In a study of drug use among lower class minority group youth, Blumer and his associates (1967) found that marihuana users were much less likely to commit aggressive or violent acts than were those who used amphetamines or preferred alcohol, and that most of the marihuana using youths deliberately shunned aggressive behavior and adopted, instead, a "cool," non-violent style. The researchers did find a small group of youths (termed "the rowdy") who were oriented toward aggressiveness. Generally, these youths preferred alcohol over other drugs and were found, for the most part, to have been raised in an aggressive and combative social milieu. The researchers point out, however, that most marihuana users in the sample were not of the rowdy type, even though it is this small group which often forms the basis of the public and police image of the youthful marihuana user. In commenting on the role of marihuana in the passage of youth from rowdy to a cool style, the authors note, that the passage from the rowdy type to a cool and mellow youngster, as it relates to the use of drugs, involves chiefly a shift to the smoking of marijuana. . . . [The youngsters'] accounts and discussions also stress that the use of marijuana both produces and symbolizes a "mellow" mode of conduct that is opposed to that associated with rowdy behavior. They place great weight on the "socializing" effects of marijuana use, declaring that its use not only leads youngsters away from violence but has the effect of changing them into social human beings (p. 30).

In a large scale, systematic survey (questionnaire and interview) of more than 1300 students at five West Coast colleges and universities, Blum and his associates (1969) found that 19% of the total sample had used marihuana but that 94% had used alcohol. One, percent of the marihuana users reported fights or other criminal behavior which they attributed to the drug. Of those who used alcohol, 8% reported fights and 2% reported offenses while under the influence of this drug. The researchers make particular note of the fact that despite the increase of marihuana use on these campuses since the middle and late sixties, there has been no comparable increase in assaultive crimes.
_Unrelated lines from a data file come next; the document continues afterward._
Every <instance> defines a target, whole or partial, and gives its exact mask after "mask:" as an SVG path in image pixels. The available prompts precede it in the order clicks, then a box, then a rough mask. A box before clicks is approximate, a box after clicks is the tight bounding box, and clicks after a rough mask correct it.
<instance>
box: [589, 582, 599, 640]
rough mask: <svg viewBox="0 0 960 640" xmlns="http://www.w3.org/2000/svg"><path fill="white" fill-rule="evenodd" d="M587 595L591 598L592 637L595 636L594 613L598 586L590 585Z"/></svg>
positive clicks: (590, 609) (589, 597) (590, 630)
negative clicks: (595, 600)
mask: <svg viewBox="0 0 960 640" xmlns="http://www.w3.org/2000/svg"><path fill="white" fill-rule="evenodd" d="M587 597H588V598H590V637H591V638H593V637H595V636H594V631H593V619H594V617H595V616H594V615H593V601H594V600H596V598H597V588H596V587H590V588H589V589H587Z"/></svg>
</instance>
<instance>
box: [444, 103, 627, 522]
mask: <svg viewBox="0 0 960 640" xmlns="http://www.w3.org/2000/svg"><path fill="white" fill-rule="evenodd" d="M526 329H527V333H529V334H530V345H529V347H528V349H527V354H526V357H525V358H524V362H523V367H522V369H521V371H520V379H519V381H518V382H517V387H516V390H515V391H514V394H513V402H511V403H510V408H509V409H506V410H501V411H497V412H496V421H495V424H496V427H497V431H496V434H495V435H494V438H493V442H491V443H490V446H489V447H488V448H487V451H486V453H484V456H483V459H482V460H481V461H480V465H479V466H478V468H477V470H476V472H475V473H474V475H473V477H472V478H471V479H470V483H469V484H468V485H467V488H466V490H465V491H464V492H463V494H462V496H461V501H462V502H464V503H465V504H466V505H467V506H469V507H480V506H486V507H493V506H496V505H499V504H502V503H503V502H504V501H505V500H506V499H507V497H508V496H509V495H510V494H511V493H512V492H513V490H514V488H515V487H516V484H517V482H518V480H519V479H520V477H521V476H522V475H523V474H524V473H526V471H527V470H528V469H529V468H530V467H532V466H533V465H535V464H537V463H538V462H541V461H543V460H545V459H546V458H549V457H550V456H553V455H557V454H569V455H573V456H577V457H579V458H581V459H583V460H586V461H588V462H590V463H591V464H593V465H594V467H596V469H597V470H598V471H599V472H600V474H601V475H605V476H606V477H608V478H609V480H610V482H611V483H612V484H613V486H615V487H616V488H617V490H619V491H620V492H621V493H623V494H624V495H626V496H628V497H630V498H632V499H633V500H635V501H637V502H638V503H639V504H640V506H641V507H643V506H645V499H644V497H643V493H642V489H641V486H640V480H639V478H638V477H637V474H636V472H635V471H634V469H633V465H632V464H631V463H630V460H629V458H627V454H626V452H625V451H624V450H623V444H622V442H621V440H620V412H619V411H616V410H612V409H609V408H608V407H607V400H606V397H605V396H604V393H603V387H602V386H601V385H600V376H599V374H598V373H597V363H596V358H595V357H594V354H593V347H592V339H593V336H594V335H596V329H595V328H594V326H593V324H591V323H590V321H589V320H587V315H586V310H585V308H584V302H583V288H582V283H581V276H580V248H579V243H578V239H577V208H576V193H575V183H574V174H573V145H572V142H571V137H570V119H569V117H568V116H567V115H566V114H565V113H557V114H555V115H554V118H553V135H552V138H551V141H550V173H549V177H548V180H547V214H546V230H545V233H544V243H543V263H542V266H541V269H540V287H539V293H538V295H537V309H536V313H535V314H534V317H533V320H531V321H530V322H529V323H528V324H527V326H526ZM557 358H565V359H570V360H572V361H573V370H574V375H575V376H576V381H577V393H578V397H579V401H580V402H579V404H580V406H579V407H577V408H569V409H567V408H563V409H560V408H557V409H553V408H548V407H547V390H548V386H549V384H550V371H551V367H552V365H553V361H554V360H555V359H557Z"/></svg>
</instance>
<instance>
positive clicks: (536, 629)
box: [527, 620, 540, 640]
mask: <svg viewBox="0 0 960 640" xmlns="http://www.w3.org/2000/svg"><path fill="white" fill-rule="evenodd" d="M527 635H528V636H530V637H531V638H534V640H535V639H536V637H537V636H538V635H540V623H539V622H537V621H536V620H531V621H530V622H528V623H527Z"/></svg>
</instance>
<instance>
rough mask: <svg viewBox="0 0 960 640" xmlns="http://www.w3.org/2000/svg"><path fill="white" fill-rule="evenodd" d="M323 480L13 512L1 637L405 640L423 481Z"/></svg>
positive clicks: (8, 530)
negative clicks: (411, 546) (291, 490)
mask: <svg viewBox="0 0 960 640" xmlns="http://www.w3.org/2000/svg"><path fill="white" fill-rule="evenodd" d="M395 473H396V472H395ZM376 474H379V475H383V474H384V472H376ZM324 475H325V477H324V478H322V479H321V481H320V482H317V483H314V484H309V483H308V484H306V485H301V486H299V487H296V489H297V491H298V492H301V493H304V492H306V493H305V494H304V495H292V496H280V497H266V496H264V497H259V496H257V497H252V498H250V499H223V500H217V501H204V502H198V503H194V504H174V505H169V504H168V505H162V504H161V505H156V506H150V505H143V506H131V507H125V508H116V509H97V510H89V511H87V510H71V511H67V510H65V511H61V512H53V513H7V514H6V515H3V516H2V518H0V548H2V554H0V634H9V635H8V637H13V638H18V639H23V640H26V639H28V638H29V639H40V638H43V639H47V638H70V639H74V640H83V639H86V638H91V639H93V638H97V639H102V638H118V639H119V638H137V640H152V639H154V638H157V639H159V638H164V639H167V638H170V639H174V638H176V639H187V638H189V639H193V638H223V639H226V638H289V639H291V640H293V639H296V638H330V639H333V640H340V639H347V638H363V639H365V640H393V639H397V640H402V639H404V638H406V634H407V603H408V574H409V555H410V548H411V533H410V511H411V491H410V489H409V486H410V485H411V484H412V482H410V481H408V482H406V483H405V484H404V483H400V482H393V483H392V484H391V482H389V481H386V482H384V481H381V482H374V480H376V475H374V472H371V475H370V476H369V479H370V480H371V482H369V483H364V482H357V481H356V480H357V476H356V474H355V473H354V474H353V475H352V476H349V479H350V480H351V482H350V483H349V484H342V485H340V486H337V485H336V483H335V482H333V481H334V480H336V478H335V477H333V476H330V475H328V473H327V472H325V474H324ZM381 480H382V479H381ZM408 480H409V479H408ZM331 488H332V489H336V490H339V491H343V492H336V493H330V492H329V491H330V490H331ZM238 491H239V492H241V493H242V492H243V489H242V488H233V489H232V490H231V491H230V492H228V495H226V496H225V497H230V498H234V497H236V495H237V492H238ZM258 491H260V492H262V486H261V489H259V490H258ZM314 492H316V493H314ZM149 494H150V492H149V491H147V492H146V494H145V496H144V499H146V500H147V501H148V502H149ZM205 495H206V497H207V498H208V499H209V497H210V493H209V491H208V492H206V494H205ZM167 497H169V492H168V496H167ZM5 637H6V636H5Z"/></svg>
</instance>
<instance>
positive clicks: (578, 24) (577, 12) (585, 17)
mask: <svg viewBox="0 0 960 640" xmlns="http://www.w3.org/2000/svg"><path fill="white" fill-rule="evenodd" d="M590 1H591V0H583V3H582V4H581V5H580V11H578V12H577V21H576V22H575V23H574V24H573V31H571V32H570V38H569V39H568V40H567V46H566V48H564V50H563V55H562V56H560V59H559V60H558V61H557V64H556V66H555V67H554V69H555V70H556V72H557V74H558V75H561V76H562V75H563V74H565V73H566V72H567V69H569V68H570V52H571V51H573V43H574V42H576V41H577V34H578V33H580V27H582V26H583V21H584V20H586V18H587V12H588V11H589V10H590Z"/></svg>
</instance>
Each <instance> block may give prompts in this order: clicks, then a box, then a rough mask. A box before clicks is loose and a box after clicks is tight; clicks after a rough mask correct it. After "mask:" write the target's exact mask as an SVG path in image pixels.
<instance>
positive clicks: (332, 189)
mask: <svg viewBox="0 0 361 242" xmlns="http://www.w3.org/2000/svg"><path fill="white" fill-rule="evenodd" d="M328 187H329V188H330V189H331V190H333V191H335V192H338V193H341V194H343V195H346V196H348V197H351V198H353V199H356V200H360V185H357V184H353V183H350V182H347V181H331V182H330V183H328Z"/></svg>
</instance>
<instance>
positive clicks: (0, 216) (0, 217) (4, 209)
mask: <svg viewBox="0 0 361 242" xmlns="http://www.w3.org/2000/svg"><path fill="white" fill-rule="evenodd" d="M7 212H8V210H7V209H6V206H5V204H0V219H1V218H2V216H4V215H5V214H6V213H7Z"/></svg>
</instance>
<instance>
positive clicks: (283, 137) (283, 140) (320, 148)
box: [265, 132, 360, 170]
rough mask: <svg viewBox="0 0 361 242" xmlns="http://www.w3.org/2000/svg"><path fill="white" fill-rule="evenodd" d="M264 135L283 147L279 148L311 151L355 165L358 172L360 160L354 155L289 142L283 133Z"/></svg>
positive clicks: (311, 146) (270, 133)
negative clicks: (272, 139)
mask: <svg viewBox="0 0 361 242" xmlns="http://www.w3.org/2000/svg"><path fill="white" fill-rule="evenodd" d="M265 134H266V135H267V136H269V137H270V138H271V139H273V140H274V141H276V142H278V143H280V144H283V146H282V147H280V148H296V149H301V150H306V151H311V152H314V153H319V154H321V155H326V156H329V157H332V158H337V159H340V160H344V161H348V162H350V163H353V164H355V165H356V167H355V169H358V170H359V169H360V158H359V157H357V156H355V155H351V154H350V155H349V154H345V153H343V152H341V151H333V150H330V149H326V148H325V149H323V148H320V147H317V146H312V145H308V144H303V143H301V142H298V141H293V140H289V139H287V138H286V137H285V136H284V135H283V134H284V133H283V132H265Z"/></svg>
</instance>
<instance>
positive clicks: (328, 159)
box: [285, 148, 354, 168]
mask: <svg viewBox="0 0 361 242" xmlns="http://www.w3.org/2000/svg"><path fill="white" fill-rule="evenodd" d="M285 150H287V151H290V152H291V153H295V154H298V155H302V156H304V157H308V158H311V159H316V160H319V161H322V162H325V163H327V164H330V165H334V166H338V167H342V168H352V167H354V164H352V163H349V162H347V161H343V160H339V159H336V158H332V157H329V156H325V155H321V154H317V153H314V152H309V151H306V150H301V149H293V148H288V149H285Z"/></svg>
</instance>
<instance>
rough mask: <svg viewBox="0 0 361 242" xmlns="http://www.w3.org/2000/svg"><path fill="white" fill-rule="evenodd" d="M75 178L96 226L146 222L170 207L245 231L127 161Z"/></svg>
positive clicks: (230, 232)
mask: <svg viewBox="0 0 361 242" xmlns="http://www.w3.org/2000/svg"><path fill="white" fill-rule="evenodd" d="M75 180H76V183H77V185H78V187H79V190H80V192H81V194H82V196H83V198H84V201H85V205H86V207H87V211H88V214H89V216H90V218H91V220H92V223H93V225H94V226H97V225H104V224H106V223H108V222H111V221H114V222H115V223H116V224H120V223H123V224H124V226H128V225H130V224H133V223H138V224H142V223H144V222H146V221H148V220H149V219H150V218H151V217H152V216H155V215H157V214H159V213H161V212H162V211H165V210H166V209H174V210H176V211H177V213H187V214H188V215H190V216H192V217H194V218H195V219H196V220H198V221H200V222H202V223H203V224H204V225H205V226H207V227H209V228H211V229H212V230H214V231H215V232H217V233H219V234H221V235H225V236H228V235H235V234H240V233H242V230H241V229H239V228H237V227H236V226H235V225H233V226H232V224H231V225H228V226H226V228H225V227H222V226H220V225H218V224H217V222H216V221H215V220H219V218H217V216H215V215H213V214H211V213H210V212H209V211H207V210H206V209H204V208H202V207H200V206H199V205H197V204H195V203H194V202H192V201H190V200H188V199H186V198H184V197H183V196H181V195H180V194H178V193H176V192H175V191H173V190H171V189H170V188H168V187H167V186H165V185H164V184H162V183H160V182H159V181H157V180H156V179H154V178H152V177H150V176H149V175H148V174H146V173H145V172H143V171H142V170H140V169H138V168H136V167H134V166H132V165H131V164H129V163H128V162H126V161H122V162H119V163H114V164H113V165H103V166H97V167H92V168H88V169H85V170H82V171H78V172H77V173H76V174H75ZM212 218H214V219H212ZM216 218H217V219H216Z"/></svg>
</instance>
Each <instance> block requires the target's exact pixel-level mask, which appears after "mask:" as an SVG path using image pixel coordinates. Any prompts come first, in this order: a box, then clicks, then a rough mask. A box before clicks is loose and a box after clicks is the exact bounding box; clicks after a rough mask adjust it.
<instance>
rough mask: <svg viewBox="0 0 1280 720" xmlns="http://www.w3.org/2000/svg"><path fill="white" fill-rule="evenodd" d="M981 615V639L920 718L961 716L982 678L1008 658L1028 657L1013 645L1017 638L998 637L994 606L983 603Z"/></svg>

In a Commission-sponsored household survey of 15 to 34 year-old male residents of West Philadelphia, Goode (1972) found that not one of the violent crimes, including "forcing sexual intercourse," was significantly correlated with marihuana use. Among the five offense types showing a very weak relationship to the use of marihuana, the only so-called violent offense, "hurting someone in a minor way," showed the weakest association. The author notes that "the statistical differences in rates of offenses between users and nonusers rest on adding together a small number of weakly correlated offenses. . . . [They do not indicate] massive differences, or differences indicating higher rates of classic, violent crimes among users" (p. 32a).

These more rigorous studies of the relationship between marihuana use and violent crime suggest that marihuana users in the general population do not commit acts of aggression or violence significantly more frequently than do nonusers; that marihuana does not heighten aggressive tendencies in most users and may, in some cases, serve to reduce aggressiveness; and that much of the observed relationship between marihuana and violence is probably a function of social, cultural or psychological variables such as multiple drug use, set and setting and involvement in a criminal or drug subculture.

There is no reason to believe that marihuana use will cause or lead to the commission of aggressive or violent acts by the large majority of psychologically and socially mature individuals in the general population.